I struggled with being addicted to gambling all throughout my early adulthood. From 18-24 years old I probably lost more than 10 thousand dollars on Blackjack, Poker, and online sports gambling. My family and friends knew I liked to gamble but didn’t realize how far gone I was. I hid my gambling addiction very well from my family because how ashamed I was of it. I knew I was out of control but didn’t know how to be open and honest about my problems. I was a man, and men don’t talk about their pain and struggles. I felt angry, alone, and depressed with no one to turn to. I couldn’t play the victim card because this was all self-induced suffering. This made me feel worthless and even more ashamed of the man I had become.
At my worst, I was gambling 7 days a week. I would do anything to get my high and to escape my life. I would max out my debit card limit and get $500 more from a high-interest cash advance. I remember leaving the casino depressed, stressed, and on the verge of a mental breakdown. I would yell “FUCK” as loud as I could in my car until my voice would crack and tears would roll down my cheek. This would be the average self-dialog after a loss while driving home.
You’re pathetic. How could you lose again? You piece of shit! What the hell are you thinking?!? Fuck life and everything. You don’t deserve Alicia (fiance). You don’t deserve anything! You’re worthless! You can’t tell anyone about this. Think of a lie…….. (one hour later)……I get paid Friday, I’ll win it back!!! Yeah, Ill win it all back and stop playing. I’ll win 1K and not play for a while.

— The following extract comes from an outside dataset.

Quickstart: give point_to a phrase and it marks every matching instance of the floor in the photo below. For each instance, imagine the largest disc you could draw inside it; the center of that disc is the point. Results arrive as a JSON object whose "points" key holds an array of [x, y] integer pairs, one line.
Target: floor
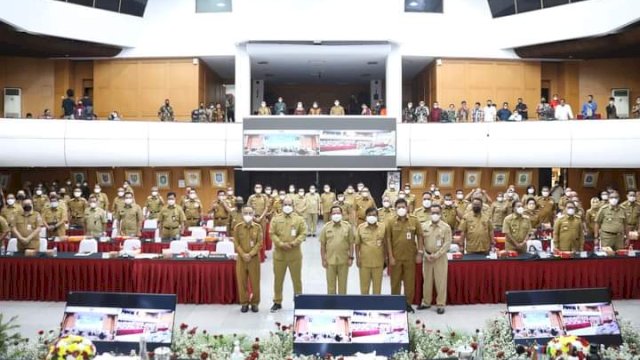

I would repeat this cycle of anger, shame, and denial. Gambling wasn’t the deep issue though, it was the symptom of a larger problem. I only gambled because I felt alone and depressed about my own life. Gambling was a coping mechanism for depression and anxiety. I felt so alive at the blackjack table and all my worries would momentarily go away. I was always looking forward to going to Las Vegas every 6 months. Like any addiction, I was chasing that high of dopamine. Soon I was betting $200 a hand on blackjack. There was one night that is stuck in my memory and shows how far my addiction had come.
In early 2012 I was planning on buying my girlfriend an engagement ring. This was at the peak of my addiction. I thought it would be a good idea to go gambling with the $3,000 cash I had taken out to buy the ring. I go to my usual Casino and put $500 dollars on blackjack. I figure I could win some more money and buy a bigger ring, a delusional justification. I was gambling because I love my girlfriend… Our minds can justify any bad decision. Anyways, I lose the $500 quickly and start putting more and more money on the table. Suddenly I’m down from $3000 to a total of $100. It’s 1am already and I’m in a deep fog, I say fuck it and go all in and win. I kept doubling my bet and kept winning. After 3 more hours of gambling, I get all my $3000 and leave the casino at 4am. I drive to the Bay Area immediately and buy the engagement ring. Sounds like a scene in a casino movie right?
Two years go by and I graduate from college. I was so busy with work, college, and my fiance that I didn’t have time to gamble. I thought I was cured of my addiction and that I could start playing Draft Kings and Fan Duel. Both sites are legal online sports gambling that plays well for young men who like to play fantasy football. I graduated from Cal Poly and received $500 in graduation money from friends and family. I had so much free time now that I was done with college. I spent that time gambling on Draft Kings and becoming absolutely obsessed with trying to win money on NBA games. I was checking my phone at least 100 times a day, looking for those small dopamine rushes when my teams were playing well. After two months of online sports gambling, I had lost all my graduation money. I was deeply ashamed of myself and was contemplating suicide. I had been lying to my fiance already about my infidelity and my gambling addiction. I felt so alone and depressed that I couldn’t hold onto this pain anymore. I finally open up about my secret life to my fiance, family, and friends. I finally could heal myself of the deep emotional wounds that were festering inside my soul. Honesty and vulnerability are so powerful. Being vulnerable can help us connect with each other in a deep and profound human level instead of the vapid surface.
Being vulnerable is seen as being weak, but it’s actually our greatest strength.